Cuando sonaba el teléfono en mi escritorio, la redacción se sumía en un silencio inoportuno. Yo notaba que los redactores y los demás periodistas se volvían hacia mí y me observaban mientras hablaba para detectar alguna reacción. Me sentía cada vez más aislado, como si estuviese solo con el asesino.

Después de la llamada, me puse en pie de un salto y atravesé la redacción hasta el despacho de Nolan. Él levantó la vista y reparó en la expresión de mi rostro.

– ¿Otra vez?

– En Miami Beach -dije-. Creo que ha vuelto a matar. Me ha dado una dirección: Nautilus Avenue 2295.

Nolan vaciló.

– Busca a Porter y poneos en camino. Yo llamaré a Homicidios.

Momentos después, Nolan estaba hablando con Martínez y Wilson. Lo oí indicarles que se encontraran conmigo en la esquina de la Veintidós con Nautilus. No les explicó por qué, pero supuse que a nadie le cupo la menor duda. Se volvió hacia mí de nuevo, agitando la mano.

– Vete, vete, vete -me apremió.

Porter y yo tomamos el paso elevado Venetian, que cruzaba la bahía hasta Miami Beach.
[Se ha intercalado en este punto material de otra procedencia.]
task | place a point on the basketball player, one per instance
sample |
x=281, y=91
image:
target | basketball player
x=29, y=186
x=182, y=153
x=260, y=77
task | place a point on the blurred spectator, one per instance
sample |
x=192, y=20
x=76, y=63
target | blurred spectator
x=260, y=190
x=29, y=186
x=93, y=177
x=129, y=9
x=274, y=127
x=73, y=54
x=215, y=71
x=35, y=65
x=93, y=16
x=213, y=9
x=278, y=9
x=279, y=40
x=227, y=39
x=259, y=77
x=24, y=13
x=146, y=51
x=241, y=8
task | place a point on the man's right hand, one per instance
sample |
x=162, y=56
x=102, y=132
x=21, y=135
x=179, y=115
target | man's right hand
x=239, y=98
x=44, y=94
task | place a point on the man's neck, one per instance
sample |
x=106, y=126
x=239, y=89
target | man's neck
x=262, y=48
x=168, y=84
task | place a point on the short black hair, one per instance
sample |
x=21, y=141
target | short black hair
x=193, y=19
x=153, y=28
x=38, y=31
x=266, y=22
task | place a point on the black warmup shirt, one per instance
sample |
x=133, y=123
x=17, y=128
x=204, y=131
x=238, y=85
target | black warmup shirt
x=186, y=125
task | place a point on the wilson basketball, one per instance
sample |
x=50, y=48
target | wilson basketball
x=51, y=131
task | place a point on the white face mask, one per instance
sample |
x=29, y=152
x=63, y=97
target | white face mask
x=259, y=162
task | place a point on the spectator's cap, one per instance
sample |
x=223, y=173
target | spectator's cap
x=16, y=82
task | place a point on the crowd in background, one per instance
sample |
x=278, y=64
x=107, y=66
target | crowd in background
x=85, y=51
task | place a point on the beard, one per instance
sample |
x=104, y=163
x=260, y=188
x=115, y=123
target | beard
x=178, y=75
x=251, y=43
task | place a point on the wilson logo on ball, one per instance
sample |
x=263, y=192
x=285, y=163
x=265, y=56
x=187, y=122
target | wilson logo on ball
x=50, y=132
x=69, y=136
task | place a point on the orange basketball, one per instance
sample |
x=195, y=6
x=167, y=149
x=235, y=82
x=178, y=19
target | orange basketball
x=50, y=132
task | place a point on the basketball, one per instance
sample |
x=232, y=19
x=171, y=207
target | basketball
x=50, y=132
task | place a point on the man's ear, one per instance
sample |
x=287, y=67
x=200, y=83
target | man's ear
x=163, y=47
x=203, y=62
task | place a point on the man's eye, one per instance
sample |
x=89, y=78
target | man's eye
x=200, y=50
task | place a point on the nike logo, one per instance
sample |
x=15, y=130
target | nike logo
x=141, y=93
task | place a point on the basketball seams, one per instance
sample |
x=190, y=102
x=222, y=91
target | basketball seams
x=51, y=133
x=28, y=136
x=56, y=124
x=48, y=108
Contemplé las aguas a través de la ventanilla; la brisa formaba palomillas en la superficie. En medio de la carretera, había personas que intentaban pescar en el agua poco profunda. Vi a una anciana negra inclinada sobre el borde, haciendo girar el carrete de la caña de pescar; la punta de ésta se curvaba y se agitaba cuando el pez que había atrapado luchaba por soltarse del anzuelo. La mujer reía, y su voz se coló en el coche a través del calor de la tarde.
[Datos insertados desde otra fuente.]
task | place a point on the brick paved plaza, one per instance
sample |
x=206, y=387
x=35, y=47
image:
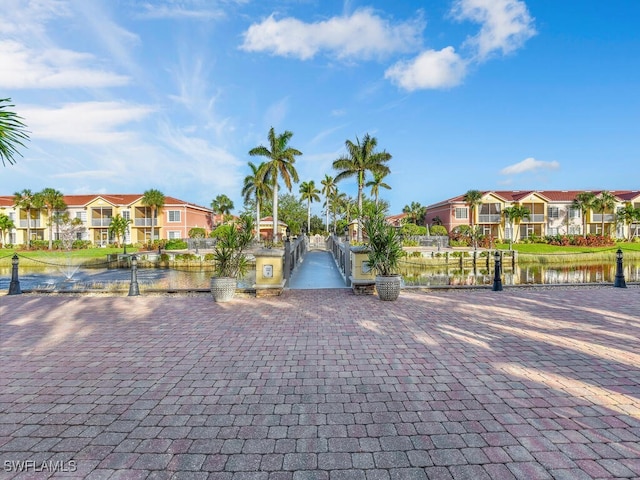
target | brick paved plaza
x=322, y=384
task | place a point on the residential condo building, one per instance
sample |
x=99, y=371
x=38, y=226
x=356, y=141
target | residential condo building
x=551, y=212
x=95, y=212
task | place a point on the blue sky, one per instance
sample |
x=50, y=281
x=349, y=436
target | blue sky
x=121, y=96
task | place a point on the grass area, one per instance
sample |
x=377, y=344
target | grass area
x=543, y=248
x=78, y=257
x=544, y=254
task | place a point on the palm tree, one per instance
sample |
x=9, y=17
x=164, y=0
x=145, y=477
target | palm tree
x=12, y=132
x=328, y=189
x=606, y=201
x=222, y=205
x=258, y=187
x=53, y=200
x=376, y=184
x=473, y=198
x=26, y=200
x=118, y=227
x=584, y=202
x=309, y=192
x=280, y=160
x=6, y=225
x=415, y=212
x=514, y=215
x=628, y=215
x=154, y=199
x=360, y=159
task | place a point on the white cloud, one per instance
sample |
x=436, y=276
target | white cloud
x=23, y=67
x=83, y=123
x=362, y=35
x=430, y=70
x=506, y=24
x=529, y=165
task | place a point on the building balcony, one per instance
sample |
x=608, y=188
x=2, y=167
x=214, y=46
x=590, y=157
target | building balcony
x=145, y=222
x=608, y=217
x=100, y=222
x=489, y=218
x=32, y=224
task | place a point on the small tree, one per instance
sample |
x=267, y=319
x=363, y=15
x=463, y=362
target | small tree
x=118, y=227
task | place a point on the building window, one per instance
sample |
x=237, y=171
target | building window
x=462, y=213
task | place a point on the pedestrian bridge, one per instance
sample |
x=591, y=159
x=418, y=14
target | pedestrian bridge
x=316, y=269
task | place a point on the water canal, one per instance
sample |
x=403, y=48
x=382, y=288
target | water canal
x=172, y=279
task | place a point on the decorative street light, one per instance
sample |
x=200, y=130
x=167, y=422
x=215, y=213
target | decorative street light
x=619, y=280
x=14, y=285
x=497, y=279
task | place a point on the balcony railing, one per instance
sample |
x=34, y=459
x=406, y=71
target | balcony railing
x=32, y=224
x=100, y=222
x=489, y=218
x=145, y=222
x=608, y=217
x=534, y=218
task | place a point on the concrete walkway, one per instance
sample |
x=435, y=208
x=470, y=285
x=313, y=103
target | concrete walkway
x=317, y=270
x=322, y=384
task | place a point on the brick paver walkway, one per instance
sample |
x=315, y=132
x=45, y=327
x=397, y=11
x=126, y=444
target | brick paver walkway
x=527, y=384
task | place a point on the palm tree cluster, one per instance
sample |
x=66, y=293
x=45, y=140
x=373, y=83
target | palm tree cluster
x=279, y=166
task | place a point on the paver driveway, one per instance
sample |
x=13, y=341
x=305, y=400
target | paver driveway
x=523, y=383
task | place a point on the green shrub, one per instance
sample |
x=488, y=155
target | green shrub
x=175, y=244
x=438, y=231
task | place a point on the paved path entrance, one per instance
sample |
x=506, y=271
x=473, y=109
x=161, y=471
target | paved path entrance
x=519, y=384
x=317, y=270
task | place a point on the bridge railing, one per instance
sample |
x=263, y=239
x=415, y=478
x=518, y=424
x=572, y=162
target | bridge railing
x=341, y=252
x=294, y=252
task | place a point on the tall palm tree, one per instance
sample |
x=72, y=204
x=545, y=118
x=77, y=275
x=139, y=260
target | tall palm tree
x=12, y=132
x=6, y=225
x=628, y=215
x=154, y=199
x=280, y=163
x=360, y=159
x=473, y=198
x=583, y=202
x=309, y=192
x=514, y=215
x=52, y=200
x=256, y=186
x=604, y=202
x=26, y=200
x=376, y=184
x=328, y=189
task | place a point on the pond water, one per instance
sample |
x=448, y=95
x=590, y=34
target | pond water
x=73, y=278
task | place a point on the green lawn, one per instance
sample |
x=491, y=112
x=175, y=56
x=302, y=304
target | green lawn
x=89, y=255
x=542, y=249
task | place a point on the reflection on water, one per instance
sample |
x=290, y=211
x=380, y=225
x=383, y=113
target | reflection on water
x=39, y=278
x=520, y=275
x=50, y=278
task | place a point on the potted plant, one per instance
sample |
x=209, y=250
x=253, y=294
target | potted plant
x=385, y=251
x=230, y=259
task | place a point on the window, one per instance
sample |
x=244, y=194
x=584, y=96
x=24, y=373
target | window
x=462, y=212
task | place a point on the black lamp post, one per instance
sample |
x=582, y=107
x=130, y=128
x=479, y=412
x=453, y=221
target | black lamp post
x=14, y=285
x=497, y=279
x=133, y=288
x=619, y=280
Esperamos durante algunos minutos a que llegaran los dos detectives. Mientras tanto, Porter preparaba su equipo. Tenía dos cámaras colgadas del cuello: una con flash para tomar fotos en interiores y la otra cargada con película rápida para exteriores. Me hizo varias preguntas, con la intención de averiguar cuánto sabía yo acerca del lugar adonde íbamos, tratando de imaginar lo que veríamos, lo que tendría que fotografiar.